The win, which was announced by Defence Minister, Harriett Baldwin, at DSEI yesterday (September 14th 2017), will see HORIBA MIRA deliver innovative systems for the autonomy of Unmanned Ground Vehicles (UGVs) using its Modular Autonomous Control Equipment (MACE) as well as an intelligent routing and path planning system using Artificial Intelligence (AI).
The Last Mile programme seeks to deliver advanced technology solutions that enables the autonomous resupply of soldiers on the front line, which can often include mission-critical supplies, focussing on the challenging ‘last mile’ in the land environment.
The two projects awarded to HORIBA MIRA are:
- Artificial Intelligence Based Low Bandwidth Perception, Command and Control for Last Mile Autonomy will see HORIBA MIRA engineers develop an innovative command and control system, using AI, for the supervised autonomy of UGVs. The system will use AI for perception and obstacle-mapping, enabling a UGV to understand its surroundings yet transmit a fraction of the conventional quantity of data back for operator visualisation when compared to conventional video. This will significantly reduce the communications bandwidth requirement and improve the ground-to-ground range and penetration when compared to traditional UGV links.
- Advanced Terrain Perception, Intelligent Routeing and Path Planning using Artificial Intelligence for Last Mile Autonomy, will deliver advanced strategic and tactical route planning systems combining mapping data with AI to ensure autonomous UGVs achieve their delivery objectives, thereby helping to de-risk the delivery.

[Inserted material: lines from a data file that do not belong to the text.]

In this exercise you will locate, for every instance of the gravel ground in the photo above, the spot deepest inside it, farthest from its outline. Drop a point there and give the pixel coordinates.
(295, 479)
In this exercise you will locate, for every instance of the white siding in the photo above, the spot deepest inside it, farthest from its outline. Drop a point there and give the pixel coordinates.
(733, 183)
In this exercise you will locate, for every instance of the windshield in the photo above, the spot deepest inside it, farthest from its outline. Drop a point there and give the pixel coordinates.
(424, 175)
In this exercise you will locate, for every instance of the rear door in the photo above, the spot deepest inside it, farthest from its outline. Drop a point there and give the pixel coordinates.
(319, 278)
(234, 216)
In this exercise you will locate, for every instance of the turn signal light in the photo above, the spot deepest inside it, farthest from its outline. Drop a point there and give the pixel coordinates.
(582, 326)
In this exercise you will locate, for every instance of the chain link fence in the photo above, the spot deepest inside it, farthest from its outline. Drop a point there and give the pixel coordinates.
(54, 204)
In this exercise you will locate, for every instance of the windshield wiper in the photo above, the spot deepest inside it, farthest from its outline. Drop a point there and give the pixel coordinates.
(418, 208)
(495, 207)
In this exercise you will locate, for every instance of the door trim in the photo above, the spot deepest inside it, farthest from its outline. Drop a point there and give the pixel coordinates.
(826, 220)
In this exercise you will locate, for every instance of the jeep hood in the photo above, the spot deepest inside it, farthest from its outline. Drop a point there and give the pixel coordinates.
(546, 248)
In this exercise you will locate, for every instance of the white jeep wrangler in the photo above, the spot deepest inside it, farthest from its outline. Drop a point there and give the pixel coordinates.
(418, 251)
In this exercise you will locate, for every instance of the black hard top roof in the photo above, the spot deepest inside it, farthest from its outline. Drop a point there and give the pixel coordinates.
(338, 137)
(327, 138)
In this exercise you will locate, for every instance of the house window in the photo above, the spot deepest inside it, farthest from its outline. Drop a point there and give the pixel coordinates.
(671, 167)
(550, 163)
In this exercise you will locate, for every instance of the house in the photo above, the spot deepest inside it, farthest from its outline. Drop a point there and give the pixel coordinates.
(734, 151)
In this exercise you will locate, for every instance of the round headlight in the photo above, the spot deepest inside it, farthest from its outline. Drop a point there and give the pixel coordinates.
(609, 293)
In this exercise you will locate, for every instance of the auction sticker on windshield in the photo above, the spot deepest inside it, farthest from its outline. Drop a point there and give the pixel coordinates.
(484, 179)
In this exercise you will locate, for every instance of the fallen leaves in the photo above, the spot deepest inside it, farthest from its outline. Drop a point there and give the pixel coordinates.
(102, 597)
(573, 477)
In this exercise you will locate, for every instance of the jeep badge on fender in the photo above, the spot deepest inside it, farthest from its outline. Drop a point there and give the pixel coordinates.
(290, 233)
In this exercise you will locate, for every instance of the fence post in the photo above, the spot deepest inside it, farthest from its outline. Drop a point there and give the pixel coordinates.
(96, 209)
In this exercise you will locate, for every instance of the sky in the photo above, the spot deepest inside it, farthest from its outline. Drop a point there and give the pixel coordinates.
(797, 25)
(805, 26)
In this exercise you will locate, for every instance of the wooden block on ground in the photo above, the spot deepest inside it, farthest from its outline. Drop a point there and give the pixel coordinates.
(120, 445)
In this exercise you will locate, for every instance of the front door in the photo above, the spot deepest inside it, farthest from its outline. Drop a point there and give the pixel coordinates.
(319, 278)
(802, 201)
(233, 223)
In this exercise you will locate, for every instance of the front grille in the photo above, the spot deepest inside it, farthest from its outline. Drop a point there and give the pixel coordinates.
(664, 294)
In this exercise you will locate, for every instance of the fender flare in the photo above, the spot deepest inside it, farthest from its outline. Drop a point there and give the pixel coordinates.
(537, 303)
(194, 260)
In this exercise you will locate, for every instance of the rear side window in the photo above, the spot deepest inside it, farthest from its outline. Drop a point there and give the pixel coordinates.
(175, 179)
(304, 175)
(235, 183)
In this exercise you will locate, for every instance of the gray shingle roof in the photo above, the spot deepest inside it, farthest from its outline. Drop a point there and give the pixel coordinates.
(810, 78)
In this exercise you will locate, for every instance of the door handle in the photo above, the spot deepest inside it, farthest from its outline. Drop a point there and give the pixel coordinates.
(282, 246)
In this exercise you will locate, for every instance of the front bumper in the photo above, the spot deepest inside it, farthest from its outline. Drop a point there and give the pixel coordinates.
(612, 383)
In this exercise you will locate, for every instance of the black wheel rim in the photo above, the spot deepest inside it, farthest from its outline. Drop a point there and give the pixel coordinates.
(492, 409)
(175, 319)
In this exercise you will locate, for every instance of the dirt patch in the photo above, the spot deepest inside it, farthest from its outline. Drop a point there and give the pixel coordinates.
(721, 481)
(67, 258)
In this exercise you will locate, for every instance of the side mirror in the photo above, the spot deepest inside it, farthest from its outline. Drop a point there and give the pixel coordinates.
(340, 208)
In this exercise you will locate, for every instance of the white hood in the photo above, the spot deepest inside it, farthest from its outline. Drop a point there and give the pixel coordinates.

HORIBA MIRA has been active in the development of autonomous UGVs and associated systems for almost 20 years, and through that period has delivered several programmes including PANAMA – a UGV in-service with the British Army for IED detection – and a collaborative programme with JCB and Leica to deliver autonomous unmanned construction machines. This includes the development of an Autonomous Unmanned Track Loader, which is designed for both civil and defence use, and can complete a number of different engineering tasks, many of which have been identified by the British Army in their Remote and Autonomous Systems (RAS) programme.